Zimbabwe: Govt On Top of the Situation, Says Mangwana

Photo: 263Chat
(File photo).

Government says there are enough stocks of basic commodities and panic-buying and illegal hiking of prices was an artificial crisis aimed at profiteering and pushing some hidden political agendas. Secretary for Information, Publicity and Broadcasting Services Mr Ndavaningi (Nick) Mangwana said Government was on top of the situation.

He urged people not to be swayed by fake social media news and stop the bulk buying madness.

Mr Mangwana said incisive messages peddled on social media by some greedy elements and political activists had resulted in unnecessary panic buying and artificial shortages.

"Let me assure the nation that there will not be any shortages. The Government is on top of the situation and the forex supplies are adequate enough to meet our needs.

"Circulation of fake news on social media that incite people to engage in bulk buying has resulted in some artificial shortages.

"It is based on profiteering, which is greed. There is also an element that this could be political.

"Surely, what is the connection between a mere announcement of the 2 percent mobile transfer tax and the hiking of prices from $3 to $11?

"I urge the people of Zimbabwe to stop panic buying. Remain calm and engage with the Government where necessary," he said.

Mr Mangwana assured the nation that there was enough fuel for everyone and that there was no need for taking 200-litre drums to the fuel stations.

"There is enough fuel. There is, at anytime, over 300 million litres of fuel at Msasa depot. The foreign currency that was needed to release the fuel from the Msasa depot where it was bonded, was availed.

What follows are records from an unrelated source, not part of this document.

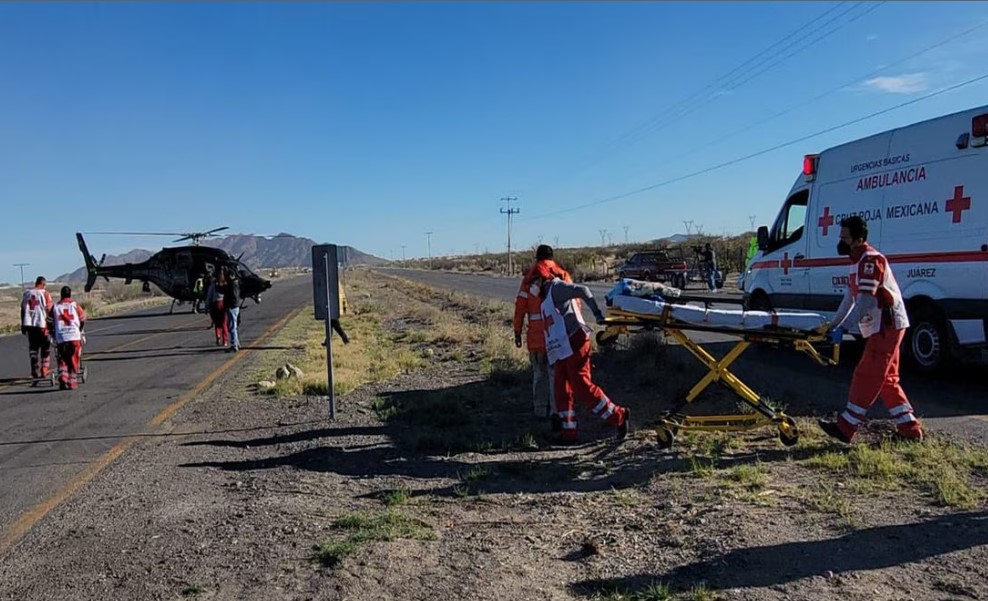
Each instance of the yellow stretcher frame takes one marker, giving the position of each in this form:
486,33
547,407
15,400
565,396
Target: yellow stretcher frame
620,322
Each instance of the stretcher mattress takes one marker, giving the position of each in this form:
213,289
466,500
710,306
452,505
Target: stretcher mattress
620,298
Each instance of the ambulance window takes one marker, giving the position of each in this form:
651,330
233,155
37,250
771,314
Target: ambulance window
792,220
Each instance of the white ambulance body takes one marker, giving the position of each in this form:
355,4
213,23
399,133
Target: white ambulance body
923,190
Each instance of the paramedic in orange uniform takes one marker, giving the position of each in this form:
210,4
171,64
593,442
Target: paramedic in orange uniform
874,301
567,341
528,303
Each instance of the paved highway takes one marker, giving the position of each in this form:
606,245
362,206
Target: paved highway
957,403
142,368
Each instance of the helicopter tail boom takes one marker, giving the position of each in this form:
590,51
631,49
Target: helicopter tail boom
91,267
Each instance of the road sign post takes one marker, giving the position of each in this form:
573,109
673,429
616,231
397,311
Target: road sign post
326,302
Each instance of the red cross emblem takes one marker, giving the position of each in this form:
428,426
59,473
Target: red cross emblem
785,263
826,220
958,204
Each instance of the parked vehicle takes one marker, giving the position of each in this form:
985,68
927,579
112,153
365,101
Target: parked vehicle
664,265
923,189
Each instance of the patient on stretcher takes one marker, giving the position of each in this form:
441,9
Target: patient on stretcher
629,298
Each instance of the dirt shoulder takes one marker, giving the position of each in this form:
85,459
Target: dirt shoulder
436,482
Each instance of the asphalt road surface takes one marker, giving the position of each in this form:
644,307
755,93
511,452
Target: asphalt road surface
957,403
142,368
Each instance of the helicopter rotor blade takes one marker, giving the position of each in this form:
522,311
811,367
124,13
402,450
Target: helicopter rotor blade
135,233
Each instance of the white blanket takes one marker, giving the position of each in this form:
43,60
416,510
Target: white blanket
720,318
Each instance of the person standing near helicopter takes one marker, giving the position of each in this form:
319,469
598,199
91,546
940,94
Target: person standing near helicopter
215,307
231,300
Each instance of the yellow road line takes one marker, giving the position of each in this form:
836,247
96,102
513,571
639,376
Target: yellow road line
32,516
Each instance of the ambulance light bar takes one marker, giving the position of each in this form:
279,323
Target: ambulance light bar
809,166
979,131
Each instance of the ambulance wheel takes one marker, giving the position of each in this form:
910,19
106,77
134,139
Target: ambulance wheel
927,340
788,433
759,301
664,437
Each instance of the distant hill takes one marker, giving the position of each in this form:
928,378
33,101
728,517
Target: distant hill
283,250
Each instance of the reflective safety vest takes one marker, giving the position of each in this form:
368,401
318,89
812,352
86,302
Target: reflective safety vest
557,344
528,303
34,308
68,321
872,275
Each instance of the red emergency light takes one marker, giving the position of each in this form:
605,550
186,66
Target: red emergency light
979,126
809,164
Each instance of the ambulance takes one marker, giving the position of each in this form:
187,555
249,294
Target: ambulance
923,190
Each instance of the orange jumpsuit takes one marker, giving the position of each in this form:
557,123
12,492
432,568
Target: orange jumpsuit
528,304
873,296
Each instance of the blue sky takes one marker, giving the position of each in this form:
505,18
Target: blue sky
372,123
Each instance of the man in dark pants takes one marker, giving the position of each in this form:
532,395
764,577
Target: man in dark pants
35,306
231,300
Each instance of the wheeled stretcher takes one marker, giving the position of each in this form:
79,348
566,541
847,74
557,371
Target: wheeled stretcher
627,314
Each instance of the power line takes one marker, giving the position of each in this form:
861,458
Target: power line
697,103
761,152
802,104
509,212
428,236
710,92
22,266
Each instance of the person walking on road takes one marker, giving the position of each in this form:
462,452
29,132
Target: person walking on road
567,341
873,300
528,303
69,321
231,300
35,306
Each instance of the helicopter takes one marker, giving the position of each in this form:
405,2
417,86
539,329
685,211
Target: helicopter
175,269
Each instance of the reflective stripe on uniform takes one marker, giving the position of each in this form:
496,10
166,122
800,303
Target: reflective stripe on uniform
849,418
900,409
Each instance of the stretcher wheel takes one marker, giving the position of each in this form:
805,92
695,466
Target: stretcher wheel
788,433
664,436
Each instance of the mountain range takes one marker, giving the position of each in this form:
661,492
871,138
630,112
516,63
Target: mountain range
283,250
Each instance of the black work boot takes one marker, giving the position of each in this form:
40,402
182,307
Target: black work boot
833,430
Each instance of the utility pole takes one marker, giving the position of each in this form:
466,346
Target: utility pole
22,266
509,212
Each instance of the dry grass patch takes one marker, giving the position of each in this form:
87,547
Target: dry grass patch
373,354
939,467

"People are only queuing because there is fuel at the stations. People are surging, going in numbers to fuel up. People are going with their drums to fill up after fake news that there will be a shortage. Such long queues are expected," he said.

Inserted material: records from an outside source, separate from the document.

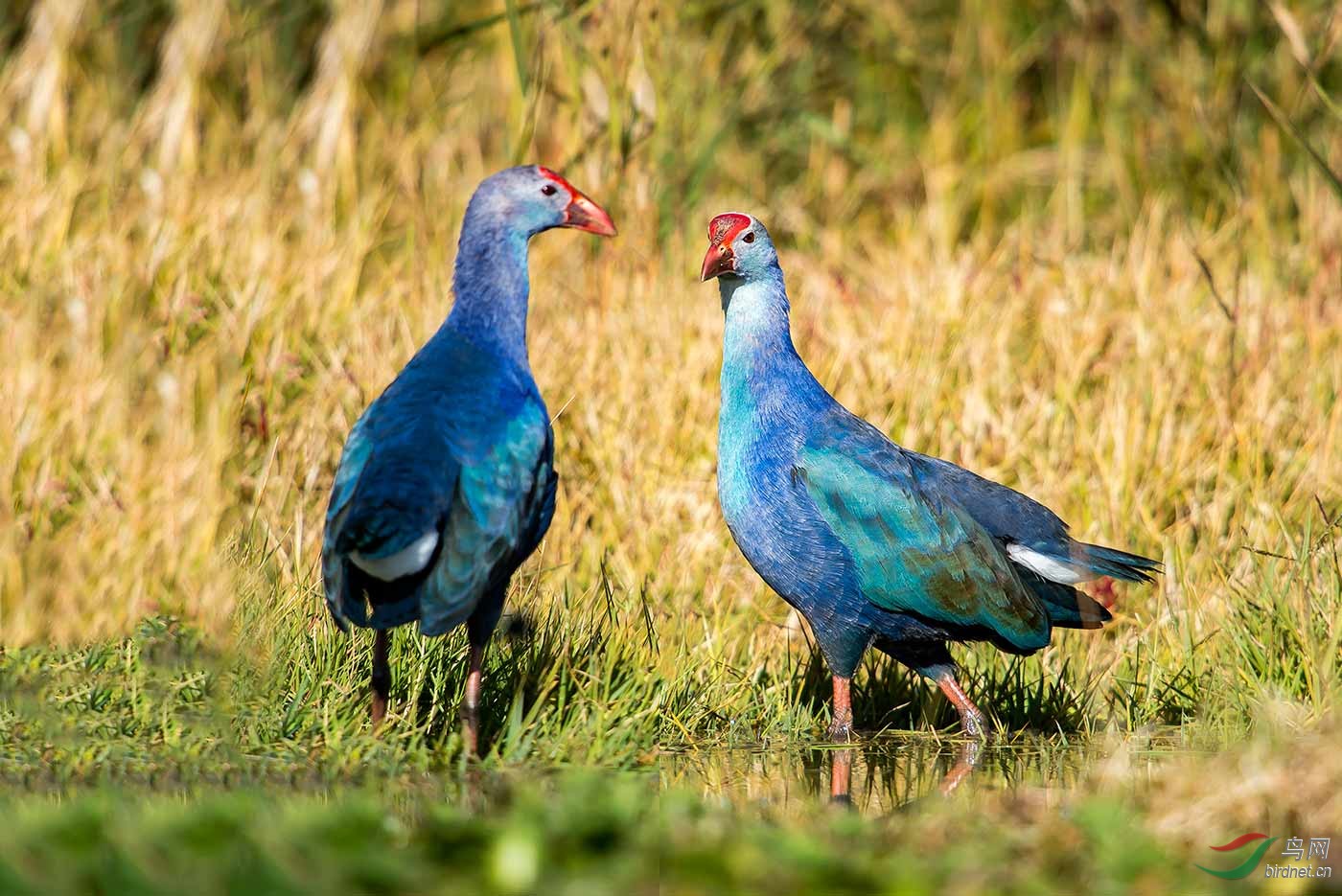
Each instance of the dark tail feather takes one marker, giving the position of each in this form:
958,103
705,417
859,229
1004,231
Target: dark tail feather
1116,563
1066,607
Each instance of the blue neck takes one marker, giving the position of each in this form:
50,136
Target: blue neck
492,288
757,337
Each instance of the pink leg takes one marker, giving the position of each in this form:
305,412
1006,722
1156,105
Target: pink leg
970,718
841,727
382,677
472,703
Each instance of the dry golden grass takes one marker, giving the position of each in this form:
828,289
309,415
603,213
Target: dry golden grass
187,345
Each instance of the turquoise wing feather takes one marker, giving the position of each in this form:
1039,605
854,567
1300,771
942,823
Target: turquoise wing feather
914,551
497,496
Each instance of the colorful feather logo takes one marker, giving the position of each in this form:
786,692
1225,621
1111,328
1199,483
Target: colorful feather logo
1247,866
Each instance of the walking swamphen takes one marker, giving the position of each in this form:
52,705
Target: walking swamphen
875,544
446,483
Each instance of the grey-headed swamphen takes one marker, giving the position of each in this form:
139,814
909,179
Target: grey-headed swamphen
447,482
875,544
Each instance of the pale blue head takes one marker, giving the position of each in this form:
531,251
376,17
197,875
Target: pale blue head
530,198
738,248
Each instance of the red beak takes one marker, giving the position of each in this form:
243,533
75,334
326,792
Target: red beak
586,215
718,261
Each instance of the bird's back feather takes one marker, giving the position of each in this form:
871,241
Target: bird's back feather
914,550
460,446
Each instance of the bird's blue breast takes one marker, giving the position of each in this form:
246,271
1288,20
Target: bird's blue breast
775,522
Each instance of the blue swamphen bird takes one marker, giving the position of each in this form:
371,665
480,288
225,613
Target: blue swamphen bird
446,483
875,544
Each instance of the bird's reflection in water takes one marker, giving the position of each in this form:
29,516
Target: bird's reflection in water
968,757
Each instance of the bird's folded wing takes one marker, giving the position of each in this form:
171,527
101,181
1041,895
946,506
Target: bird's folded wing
914,550
492,519
475,489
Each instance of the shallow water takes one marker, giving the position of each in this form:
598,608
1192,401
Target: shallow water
886,772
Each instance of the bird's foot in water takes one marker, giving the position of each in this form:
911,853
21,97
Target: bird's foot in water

Mr Mangwana said there were enough stocks and the disappearance of the commodities from the shelves was temporary.

"Right now, when it comes to other supplies, there are good stocks. Obviously things are running off the shelves, but people cannot pack the shelves fast enough. That is where the actual problem is.

"There is no clear reason why people would close shops unless they are empty. I do not believe that those shops that you say have closed, are totally empty," he said.

Mr Mangwana said the country was facing foreign currency challenges, but the problems can be overcome by producing more.

"Just on fuel alone, our forex demand is $120 million per month. If you compute the figures well, the total foreign currency demand comes close to $1,5 billion, which is going out of the country."